WSU has proven capable of scraping its ceiling: the overtime losses to Arizona and Houston, the 9-point win at Oklahoma State, the 15-point shellacking of SMU, the conference’s second-best team.

But those performances have proven to be the exception rather than the rule in a disappointing follow-up season for coach Isaac Brown after guiding WSU to improbable success last season.

The Shockers are in the midst of one of the worst shooting seasons in program history. After shooting 31.3% from the field on Sunday, WSU’s season-long field goal percentage dipped to 39.8% and these Shockers are now fighting to avoid becoming just the second team since 1957 to not crack 40% from the floor.

Not helping matters is that this team is on pace to become the most prolific three-point shooting team in program history with more than 42% of shots coming beyond the arc. But taking nearly 25 three-pointers per game isn’t as analytically-friendly when the team is shooting just 31.8% on those shots, which would be the sixth-worst accuracy for the team since the program started tracking three-point shots in the 1986-87 season.

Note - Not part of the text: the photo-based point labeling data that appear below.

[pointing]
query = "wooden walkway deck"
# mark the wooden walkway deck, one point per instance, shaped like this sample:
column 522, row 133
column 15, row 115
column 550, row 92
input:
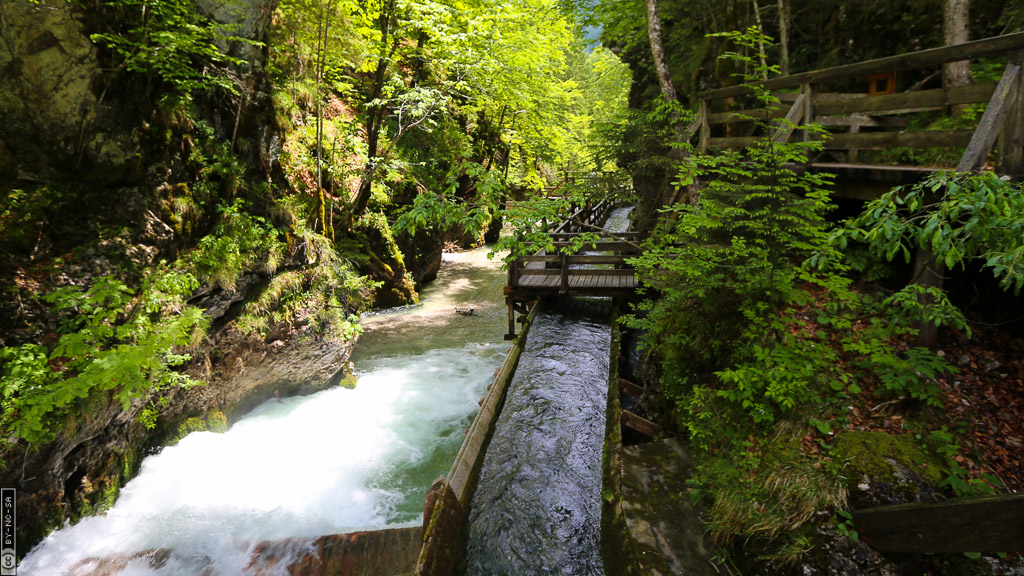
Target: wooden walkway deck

WSU has missed more than its share of wide-open shots this season, but those alone cannot be the culprit for such drastic shooting woes. The Shockers have struggled to make Brown’s free-flowing style work on offense, regardless if it was a dribble-drive motion or flurry of high ball screens. Ideally, the floor would be spaced to give players the room to attack and create high-percentage shots. In reality, there is poor spacing too often, the ball handler and screener fail to create an advantage with the ball screen too often, and players are left hoisting an array of low-percentage jumpers too often.

When teams apply pressure, like Memphis did on Sunday, the Shockers have too often wilted.

“They make you play basketball. And right now we’re not good at making basketball decisions,” said Brown in a brutal-but-honest assessment of his team. “They exposed us today in that. We couldn’t handle it.”

The dejection was palpable on Sunday afternoon when the WSU players finally began to trickle out of the locker room.

Brown spoke with intensity, clearly upset another game with Memphis had turned into another blowout. The players were exasperated, a growing feeling not just with how Sunday went, but the last three months.

Many have wondered how a team with so many of the same parts returning could go from a conference champion to near the bottom of the standings.

A prevailing thought from those around the program, but not directly associated: the avalanche of adversity last season actually helped in a way. Obviously, it was not ideal circumstances for WSU’s legendary coach Gregg Marshall to resign amid abuse allegations a week before the start of the season, then for COVID-19 issues to pop up and the team start 1-2. But what it did do going through that adversity, they argue, is give everyone in the program, from the coaches to the players, a burning desire to achieve a common goal. Everyone felt like they were fighting for their futures last year, uniting an entire program and creating a unique bond.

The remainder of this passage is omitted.